Error propagation in systems such as closed-loop controllers is a well studied but too complex for a single homework question. Generally, systems with positive gain tend to magnify errors, and those with negative gain tend to minimize them. Typical feedback systems have large negative feedback gains, which minimizes the effects of sensor error. System stability should still be investigated.

Right off the bat, a great way to address this issue is to sanitize and average all sensor readings. Throw out those readings that don’t make sense, and do some form of averaging. These efforts alone will go a long way towards protecting against open or short circuit failures, random errors, and other extreme effects.
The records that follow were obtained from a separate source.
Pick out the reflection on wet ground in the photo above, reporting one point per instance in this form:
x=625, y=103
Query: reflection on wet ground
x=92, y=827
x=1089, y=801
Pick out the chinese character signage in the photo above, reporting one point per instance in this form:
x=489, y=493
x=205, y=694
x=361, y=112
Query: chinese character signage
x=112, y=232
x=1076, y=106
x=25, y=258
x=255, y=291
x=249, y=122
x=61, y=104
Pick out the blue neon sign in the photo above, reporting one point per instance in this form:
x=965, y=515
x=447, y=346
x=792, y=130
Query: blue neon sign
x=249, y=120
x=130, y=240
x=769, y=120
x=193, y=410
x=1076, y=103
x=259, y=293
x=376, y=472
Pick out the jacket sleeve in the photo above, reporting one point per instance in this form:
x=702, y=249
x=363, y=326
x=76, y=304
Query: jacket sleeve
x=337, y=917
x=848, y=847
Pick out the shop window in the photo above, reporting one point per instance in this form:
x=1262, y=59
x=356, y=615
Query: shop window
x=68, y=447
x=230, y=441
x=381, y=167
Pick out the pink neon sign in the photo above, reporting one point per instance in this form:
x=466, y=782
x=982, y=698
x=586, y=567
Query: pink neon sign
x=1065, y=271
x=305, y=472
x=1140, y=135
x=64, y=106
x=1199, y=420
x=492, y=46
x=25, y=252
Smaller, systematic errors need to be treated with more subtlety. Consider a sensor with a steady-state error and a proportional (gain) error characterized by a polynomial, and a time delay or phase error. Integral control (I) can track and correct the accumulation of steady state errors, but it won’t reduce it to less than the error itself. Gain errors, those that differ by constant multiples (and higher order multiples) of the actual value, change the way proportional (P) and derivative (D) control act, as well as higher order control systems. The generic closed-loop control system in the figure above can be used to show how sensor errors propagate.

The textbook Modern Control Systems under the heading Sensitivity of Control Systems to Parameter Variations (Dorf & Bishop, 2011, pp. 239-242) holds the following valuable information:

In the open-loop system, all these errors and changes result in a changing and inaccurate output. However, a closed-loop system senses the change in the output due to the process changes and attempts to correct the output. …A primary advantage of a closed-loop feedback control system is its ability to reduce the system’s sensitivity.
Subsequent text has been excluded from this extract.